The second natural disaster in a month hit the gulf coast in September. The devastation, as we all know, was extraordinary. During hurricane Katrina the mainstream media used pictures of people with disabilities and seniors but did not focus much on their real challenges. It seemed to me that most of the news media initially focused on the looters and on the outstanding efforts of police, Coast Guard and other rescue units in plucking people off roofs of flooded houses. And then began the blame game. Then, with hurricane Rita, fiascos happened again. This time more people were evacuated but the roads were not capable of moving traffic and the gas stations were not supplied with needed gasoline. And, again the blame game; why wasn’t there enough gas for everyone, why weren’t sufficient evaluation routes available? In both events, some of the painful and deadly effects on seniors and people with disabilities were shown on mainstream media.
We received a letter addressing some major issues about the hurricanes and their aftermath.
What are your thoughts about the effects of these disasters on people with disabilities? Let us know.
The Hmong community is growing and with that growth the number of people with disabilities who are new to Minnesota is increasing as well. This month we highlight some of the cultural differences these new Minnesotans encounter, and we look at the needs of the immigrants and their children. This article is being published in both English and Hmong. We will continue to publish additional articles about other immigrants in their own languages.

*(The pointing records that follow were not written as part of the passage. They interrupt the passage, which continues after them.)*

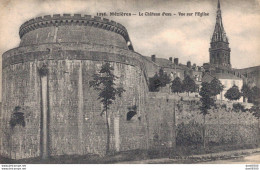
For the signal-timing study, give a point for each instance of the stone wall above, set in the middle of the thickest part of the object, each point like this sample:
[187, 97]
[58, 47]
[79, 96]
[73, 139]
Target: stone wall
[223, 125]
[75, 126]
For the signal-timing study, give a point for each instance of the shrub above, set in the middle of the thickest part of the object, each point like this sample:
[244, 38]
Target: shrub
[189, 134]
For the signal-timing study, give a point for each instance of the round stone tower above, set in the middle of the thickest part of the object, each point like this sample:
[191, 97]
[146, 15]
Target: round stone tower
[49, 108]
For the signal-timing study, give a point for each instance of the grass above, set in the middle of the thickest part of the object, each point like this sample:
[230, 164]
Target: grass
[134, 155]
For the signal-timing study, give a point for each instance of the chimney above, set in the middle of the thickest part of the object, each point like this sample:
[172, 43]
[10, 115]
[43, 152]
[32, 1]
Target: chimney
[176, 61]
[153, 58]
[189, 64]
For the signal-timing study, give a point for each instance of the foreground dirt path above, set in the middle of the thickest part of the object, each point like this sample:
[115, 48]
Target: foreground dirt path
[248, 156]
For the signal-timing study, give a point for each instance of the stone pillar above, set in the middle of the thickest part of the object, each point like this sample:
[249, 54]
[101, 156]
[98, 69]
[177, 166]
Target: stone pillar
[44, 101]
[80, 111]
[116, 131]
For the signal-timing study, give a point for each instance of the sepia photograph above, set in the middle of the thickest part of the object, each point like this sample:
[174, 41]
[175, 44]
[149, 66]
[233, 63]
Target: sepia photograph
[129, 82]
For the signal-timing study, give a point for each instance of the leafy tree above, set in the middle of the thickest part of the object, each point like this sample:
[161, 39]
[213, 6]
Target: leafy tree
[256, 112]
[246, 91]
[216, 87]
[176, 85]
[255, 95]
[206, 103]
[189, 85]
[104, 82]
[233, 93]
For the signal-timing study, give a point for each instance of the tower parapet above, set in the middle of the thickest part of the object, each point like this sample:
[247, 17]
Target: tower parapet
[219, 45]
[74, 20]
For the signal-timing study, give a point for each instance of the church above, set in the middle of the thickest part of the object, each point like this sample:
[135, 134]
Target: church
[220, 66]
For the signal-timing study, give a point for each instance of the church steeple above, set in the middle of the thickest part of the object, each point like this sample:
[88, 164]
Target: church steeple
[219, 45]
[219, 33]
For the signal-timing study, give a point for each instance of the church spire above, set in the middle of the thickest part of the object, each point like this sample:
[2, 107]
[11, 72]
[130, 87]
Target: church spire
[219, 33]
[219, 46]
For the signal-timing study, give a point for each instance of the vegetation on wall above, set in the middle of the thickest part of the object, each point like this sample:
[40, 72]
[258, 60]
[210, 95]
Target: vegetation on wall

Many thanks to all the folks who donated to Access Press through The Headwaters Foundation’s “Walk for Justice” on September 18. The weather was great for a walk and roll through the streets and parks of Minneapolis. The camaraderie among all the organizations was wonderful to see and it gave many of us a great boost in feeling that we can make a difference in society’s view of what is fair and just—and even have fun at the same time. Thank you, Headwaters Foundation, for your 10 years of work in organizing this incredible event.

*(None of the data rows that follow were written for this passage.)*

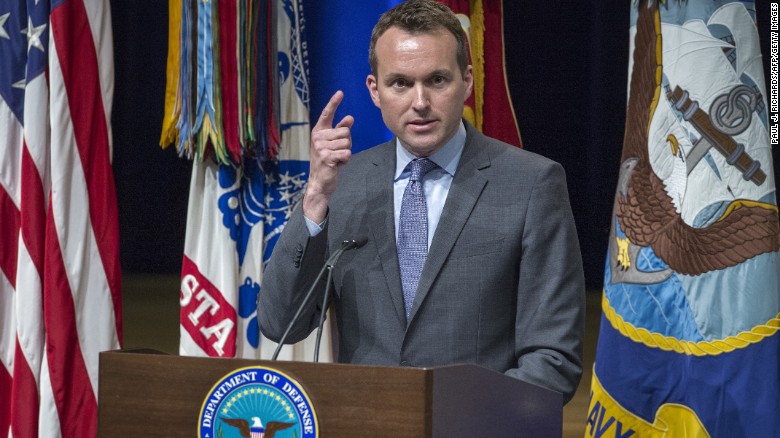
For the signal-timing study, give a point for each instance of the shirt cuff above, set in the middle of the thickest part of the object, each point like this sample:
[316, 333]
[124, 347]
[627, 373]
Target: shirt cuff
[314, 228]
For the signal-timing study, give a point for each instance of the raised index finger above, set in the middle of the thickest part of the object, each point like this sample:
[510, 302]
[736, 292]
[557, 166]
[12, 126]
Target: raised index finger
[326, 117]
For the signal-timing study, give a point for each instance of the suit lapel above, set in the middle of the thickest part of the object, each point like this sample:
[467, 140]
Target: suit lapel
[464, 192]
[381, 222]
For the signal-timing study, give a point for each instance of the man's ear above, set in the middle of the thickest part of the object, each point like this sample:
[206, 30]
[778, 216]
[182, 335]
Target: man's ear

For most of attorney Luther Granquist’s life he has been a great friend to all people with disabilities. Luther is not someone who would ever describe his efforts as extraordinary, yet throughout his career, his work at the Minnesota Disability Law Center has been consistently over and above the “call of duty.” Luther has always been there for anyone who was not, as he might put it, getting a fair shake. I’m one of many Minnesotans who would not have had the opportunities I’ve had or be healthy and working today without this man’s dedication and efforts to advocating on my behalf. I can’t imagine where our entire community would be without the behind-the-scenes and frontline efforts of Mr. Luther Granquist. Thank you, my friend, and enjoy your retirement!
Will Chief Justice John Glover Roberts, Jr. be trouble for people with disabilities? Judge Roberts’s remarks at his confirmation hearing would suggest to me that he would try to narrow the interpretation of the ADA. As a lawyer in the Justice Department and as Deputy Solicitor General, Judge Roberts voted to deny Medicaid recipients the right to go to court to enforce their entitlement to Medicaid benefits. Roberts constantly pushed to restrict the rights of individuals and to enforce laws where Congress did not explicitly state that individuals had the right to sue, which included Medicaid. We must advocate for a more mainstream thinker for the replacement of Supreme Court Justice Sandra Day O’Connor. This appointment could ultimately be the life or death of the ADA as we know it.
Hope to see you at the Charlie Smith Awards on November 4, 2005.